きっと腹が減っているせいだと考えて、さっさと弁当を食うことにした。
放課後になって、部活の時間となった。
谷屋と一緒に俺が入っているのは、科学部だ。
今や一般的となった、いろんなところで使われることになった液晶ホログラフィを使った、3Dソフトの開発なんぞを、10年も昔の先輩から引きついでしている。
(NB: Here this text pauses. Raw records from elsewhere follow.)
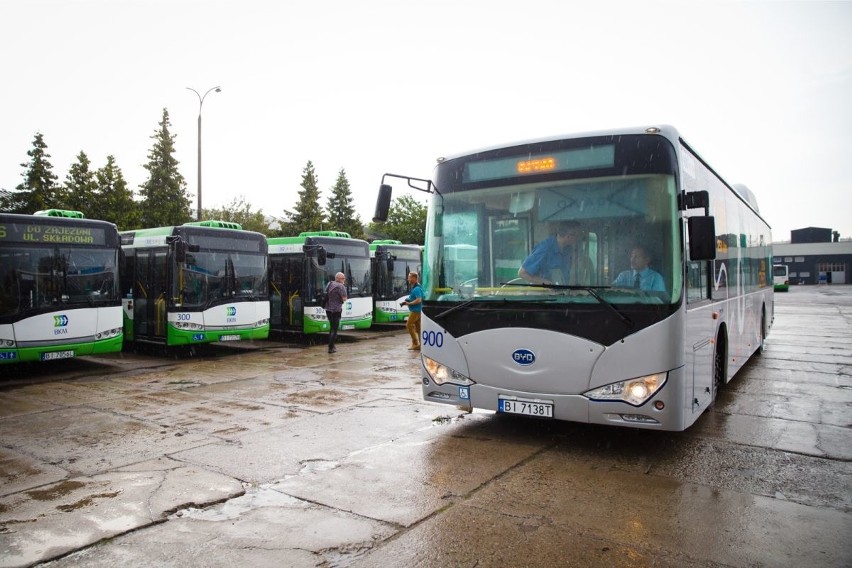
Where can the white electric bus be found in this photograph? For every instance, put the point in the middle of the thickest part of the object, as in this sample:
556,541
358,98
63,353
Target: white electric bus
578,343
58,287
終わりがない作業ではあるが、いつの日にか終わりが来ると信じている。
「なあ」
谷屋がつまらなさそうにプログラミングの本を読みながら俺に言った。
「なんだよ」
軽快なタップを続けていたので、俺は、すこしムッとしながら問い返す。
「あの転校生。どうなんだ」
直球に聞いてくる。
「どうって、どういう意味なんだよ」
「そりゃ、一択だろ。お前があいつを好いているかって言うことさ」
「アホか」
一言でその意見は却下だ。
「なんでだよ」
「お前、一目見ただけの転校生にそんなこと言えるのかっていう話だよ」
「アリじゃねえの?」
俺は、突っ込む気力もうせて、再びプログラミングへ戻った。
そこへ、誰かが部屋へと入ってくる。
彼女だ。
「あれ、なんでここに?」
俺は思わず立ち上がって、彼女のところへと寄ってみる。
空気を察したのか、谷屋はちょっとトイレ行ってくるとだけ言い残し、心細い俺と彼女だけになった。
「なにか用なのかな?」
俺は彼女に聞いてみる。
「初めましてっていうよりかは、お久しぶりっていったほうがいいかもね」
彼女は俺に、間違いなくそういった。
何が何だか分からないため、俺は彼女に聞き返す。
「どういうこと」
「これ、見覚えない?」
彼女が俺に見せたのは、彼女の生徒手帳に挟まれた、古い一枚の写真だ。
おそらく彼女が幼稚園の頃の写真だろう。
だが、その写真の中で笑っている小さな彼女の横に見知った顔があった。
「もちろん、俺が幼稚園の年長の頃に撮った写真だな」
そこで俺はやっと気付いた。
「そうか、君か」
彼女は軽くうなづいた。
「名前だけで分からなかったのかしらね」
「引っ越したのは、もうずいぶんと前の話だろ」
「でも、覚えておいてほしいじゃない。昔はよく一緒に遊んだ仲なんだし」
「そうだけどさ…」
彼女は、俺との間合いをじりじりと詰めていた。
「昔から思ってたことがあるの」
「なに」
距離は1メートルもないだろう。
早く谷屋が戻ってきてほしいと願いながら、彼女の話を聞き続ける。
「小さなころ、私がまだ恋なんて言葉を知らなかったころから、私はあなたが好きです」
その告白は、俺の身構えていない心にストレートに響いてきた。
「でも、長い間離れていたんだから、その頃とは変わってるかもよ」
舌を噛みながら俺は、彼女に行ってみたが、彼女は首を横に静かに振った。
「いいえ、あなたは変わってない。だって、その笑顔に惚れたのだから」
自然と俺は笑っていたようだ。
そして、外でしっかりと話を聞いたであろう谷屋が、やっと部屋へと戻ってきてくれた。
「おう、お二人さん。お熱いこったで」
「うるせーぞ、外野が」
でも、俺は嬉しかった。
また、一緒に彼女といられる、それを考えるだけで、楽しめそうだ。